Threats to American national security come from three sources: major powers, malevolent states, and weak or failed states.   There is, obviously, nothing new about tension with another major power, with the most obvious current challenge coming from China.

The other two sources of threat to American national security—malevolent states with effective national control but limited aggregate material capabilities and states that cannot control their own territory (failed or weak states)—are historically unique.  Threats from both of these sources are the result of the decoupling of underlying material capability (as indicated by GDP, population, military spending, and technological capacity) and the ability to inflict harm especially with nuclear and biological weapons.

In the case of malevolent states these capabilities are controlled by the state apparatus.  Although the ability of malevolent but under-resourced states to inflict catastrophic damage is new, the measures to counter these threats are not.  They include offensive, defensive and deterrent military actions, as well as economic sanctions.

In the case of weak or failed states—states that cannot control their own territory—both the threats and some of the measures to address them are new.   The threats derive from the ability of non-state actors to stage mass terrorist attacks with or without weapons of mass destruction.  We have no good way of estimating the probabilities of such attacks, but they are not vanishingly small.  One way to address these threats—contracting out some aspects of internal security to external actors—involves departures from the conventional norms of sovereignty but not from accepted international legal practice.   Conventional sovereignty involves international recognition (international legal sovereignty), the independence of domestic authority structures from external influence (Westphalian/Vattelian sovereignty), and effective regulation of activities within and across a state’s borders (domestic sovereignty).   Conventional sovereignty has been compromised in many different ways.  States have used their international legal sovereignty to compromise their Westphalian/Vattelian sovereignty to, for instance, the European Union.  As long as these contracts are voluntary they pose no problem for international law. Failed and weak states do not have effective domestic sovereignty.

One way to address security threats emanating from weak and failed states is to secure agreements that give the United States the right to combat enemy forces within the target state’s territory; that is, to have the target state contract away some aspects of the provision of security.   There have been agreements between the United States and a number of Latin American countries to send teams of armed advisers (military, DEA), some of which have subsequently engaged in kinetic operations in the host country.  Yemeni political leaders have publicly endorsed the use of American drones.  The US government has used drones in Pakistan relying on tacit understandings.

There is no international regime—no shared agreements on principles, norms, and rules that govern targeted security operations—designed to reduce transnational threats emanating from weak and failed states.  In most cases to date the United States has relied on agreements with host countries.  In some cases it has acted unilaterally, as when Navy SEAL teams killed Osama bin Laden without approval from Pakistan.  Where agreements have existed they have been tailored to specific circumstances; when it has acted unilaterally the United States has invoked some version of the right of self -defense.  Developing a shared set of principles, rules, and norms, will be challenging because the conventional norms of Westphalian/Vattelian sovereignty pose legitimacy problems for any explicit agreement that contracts out the provision of internal security to a foreign actor, and because in some cases the interests of the United States and a potential target country might be so divergent that no agreement is possible.

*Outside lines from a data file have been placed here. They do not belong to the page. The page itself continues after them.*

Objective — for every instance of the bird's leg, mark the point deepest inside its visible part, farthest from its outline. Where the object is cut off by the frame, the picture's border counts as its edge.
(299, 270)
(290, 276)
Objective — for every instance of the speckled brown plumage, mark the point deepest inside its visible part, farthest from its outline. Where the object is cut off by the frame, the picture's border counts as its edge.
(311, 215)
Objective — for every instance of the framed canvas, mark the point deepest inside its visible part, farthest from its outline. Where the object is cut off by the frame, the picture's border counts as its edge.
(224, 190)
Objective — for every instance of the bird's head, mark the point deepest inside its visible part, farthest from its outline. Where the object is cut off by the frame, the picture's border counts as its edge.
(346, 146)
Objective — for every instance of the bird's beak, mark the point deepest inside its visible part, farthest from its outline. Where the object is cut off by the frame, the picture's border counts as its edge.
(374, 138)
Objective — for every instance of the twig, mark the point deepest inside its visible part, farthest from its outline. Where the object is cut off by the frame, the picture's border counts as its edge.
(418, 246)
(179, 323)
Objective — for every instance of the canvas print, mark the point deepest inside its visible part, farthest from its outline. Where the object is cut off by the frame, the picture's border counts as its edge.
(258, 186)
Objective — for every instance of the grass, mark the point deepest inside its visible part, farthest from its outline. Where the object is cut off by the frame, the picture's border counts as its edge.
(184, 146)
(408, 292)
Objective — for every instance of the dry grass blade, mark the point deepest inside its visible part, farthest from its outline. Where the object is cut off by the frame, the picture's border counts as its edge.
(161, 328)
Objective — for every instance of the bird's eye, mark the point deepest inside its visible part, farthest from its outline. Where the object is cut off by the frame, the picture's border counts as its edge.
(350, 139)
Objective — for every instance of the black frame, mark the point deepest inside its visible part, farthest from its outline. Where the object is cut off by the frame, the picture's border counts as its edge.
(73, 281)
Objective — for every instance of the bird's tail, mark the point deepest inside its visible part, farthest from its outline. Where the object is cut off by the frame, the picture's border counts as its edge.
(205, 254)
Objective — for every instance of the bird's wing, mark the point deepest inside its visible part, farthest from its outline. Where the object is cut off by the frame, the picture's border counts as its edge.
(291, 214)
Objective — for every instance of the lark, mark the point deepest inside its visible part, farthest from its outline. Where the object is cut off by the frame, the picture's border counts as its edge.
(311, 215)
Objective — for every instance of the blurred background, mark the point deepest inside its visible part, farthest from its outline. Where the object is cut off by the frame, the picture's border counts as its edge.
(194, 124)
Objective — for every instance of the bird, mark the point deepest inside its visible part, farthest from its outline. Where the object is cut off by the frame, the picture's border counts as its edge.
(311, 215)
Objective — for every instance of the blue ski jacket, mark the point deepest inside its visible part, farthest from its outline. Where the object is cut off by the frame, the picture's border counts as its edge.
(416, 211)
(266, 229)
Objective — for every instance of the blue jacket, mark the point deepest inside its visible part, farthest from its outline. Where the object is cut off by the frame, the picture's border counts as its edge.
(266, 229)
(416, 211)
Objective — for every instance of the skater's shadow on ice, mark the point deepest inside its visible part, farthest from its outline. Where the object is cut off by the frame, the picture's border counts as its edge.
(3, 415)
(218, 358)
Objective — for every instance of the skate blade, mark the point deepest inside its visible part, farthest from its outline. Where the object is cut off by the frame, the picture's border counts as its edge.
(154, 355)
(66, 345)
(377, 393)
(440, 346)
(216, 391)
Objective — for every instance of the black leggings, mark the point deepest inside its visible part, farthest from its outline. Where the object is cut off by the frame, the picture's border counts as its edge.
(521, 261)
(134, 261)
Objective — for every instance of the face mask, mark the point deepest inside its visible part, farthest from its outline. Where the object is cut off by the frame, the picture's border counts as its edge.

There are at least three policy options that the United States could consider:

  1. A general UN-type convention legitimating the contracting out of internal security.  This will never happen given the commitment of the G77 to non-intervention.
  2. Continuing with the present strategy of relying on tailored agreements concluded with individual states, and invoking the right of self-defense where no agreement is possible.
  3. Creating a Global Security Partnership.  This partnership would be a coalition of the willing.   Members of the coalition would sign on to a set of principles that would re-state existing norms including:
    • The obligation of a state to provide security to its own population
    • The obligation of a state to combat transnational threats emanating from its own territory
    • The right of a state to freely enter into an agreement with another state to provide security
    • The right of self defense

Such a coalition of the willing could reduce the legitimacy burden that now makes it more difficult for the United States to address transnational threats emanating from weak or failed states, by making it easier for political leaders in target states to contract out security provision.